What are the risks of a blood transfusion?

  • Allergic reactions: Mild allergic reactions, such as hives or itchiness are common — about one in 300. These reactions are easily treated. Severe allergic reactions are extremely rare.
  • Fever reactions: There is a one in 100 chance of having a fever following a blood transfusion. This is fairly common in patients who have been previously transfused or are pregnant. The reaction is generally not severe and is easily treated. Patients who have had severe fever reactions with transfusions may be treated for this prior to the transfusion. You should tell your doctor if you have had a severe fever with transfusions in the past.
  • Hemolytic reactions: In very rare cases, the patient's blood destroys the donor red blood cells. This is called hemolysis. The chance of an acute hemolytic reaction is one in 25,000. This can be severe and may result in bleeding and in kidney failure. However, complications can usually be prevented by medical treatment.

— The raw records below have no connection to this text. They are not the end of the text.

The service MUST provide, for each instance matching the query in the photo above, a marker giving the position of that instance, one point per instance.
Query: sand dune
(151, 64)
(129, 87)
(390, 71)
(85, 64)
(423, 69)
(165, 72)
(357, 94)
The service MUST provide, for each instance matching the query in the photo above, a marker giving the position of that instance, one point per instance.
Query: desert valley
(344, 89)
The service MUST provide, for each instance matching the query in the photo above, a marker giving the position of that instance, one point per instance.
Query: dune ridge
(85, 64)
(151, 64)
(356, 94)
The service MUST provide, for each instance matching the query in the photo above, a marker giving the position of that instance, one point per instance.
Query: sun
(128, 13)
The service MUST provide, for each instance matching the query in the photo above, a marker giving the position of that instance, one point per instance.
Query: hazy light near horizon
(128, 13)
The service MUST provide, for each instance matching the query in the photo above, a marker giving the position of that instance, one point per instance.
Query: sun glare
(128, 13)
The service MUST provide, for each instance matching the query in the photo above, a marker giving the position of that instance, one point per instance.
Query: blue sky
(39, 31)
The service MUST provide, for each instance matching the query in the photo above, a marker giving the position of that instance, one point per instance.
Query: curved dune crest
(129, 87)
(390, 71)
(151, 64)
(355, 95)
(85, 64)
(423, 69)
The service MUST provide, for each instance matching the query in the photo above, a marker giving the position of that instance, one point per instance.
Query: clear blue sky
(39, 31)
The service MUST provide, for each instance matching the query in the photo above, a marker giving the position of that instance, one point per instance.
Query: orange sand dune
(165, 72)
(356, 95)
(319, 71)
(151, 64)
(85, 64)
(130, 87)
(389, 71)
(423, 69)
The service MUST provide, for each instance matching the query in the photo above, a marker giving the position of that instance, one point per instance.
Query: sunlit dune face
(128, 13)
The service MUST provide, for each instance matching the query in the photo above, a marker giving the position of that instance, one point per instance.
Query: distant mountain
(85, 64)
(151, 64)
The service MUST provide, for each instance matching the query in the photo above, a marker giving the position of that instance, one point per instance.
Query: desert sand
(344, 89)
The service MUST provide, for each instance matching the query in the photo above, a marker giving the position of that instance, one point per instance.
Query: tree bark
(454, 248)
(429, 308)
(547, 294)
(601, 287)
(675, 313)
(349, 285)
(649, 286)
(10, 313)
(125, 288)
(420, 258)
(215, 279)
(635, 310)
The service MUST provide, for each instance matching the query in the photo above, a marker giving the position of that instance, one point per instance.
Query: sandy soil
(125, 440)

  • Transmissible infections: The risk of chronic infection, injury or death from transfusion trasmitted infections is very small but the risk cannot be completely removed by available testing. All volunteer donor blood is screed for infectious diseases. In addition, the donors have undergone a screening process to become eligible to donate. Donated blood is tested for haptitis, HIV or the AIDS virus, and other infectious agents. Only blood that tests negative for infectious agents is allowed to be used.

What are the risks of not having a transfusion?
When your body has lost so many red blood cells that your body is not getting enough oxygen, you run the risk of damaging vital organs such as the brain or heart. Transfusion may be necessary to prevent such damage, which can cause serious injury, permanent handicap or death.Your physician/surgeon or anaesthetist will recommend when transfusion is needed based on your individual case.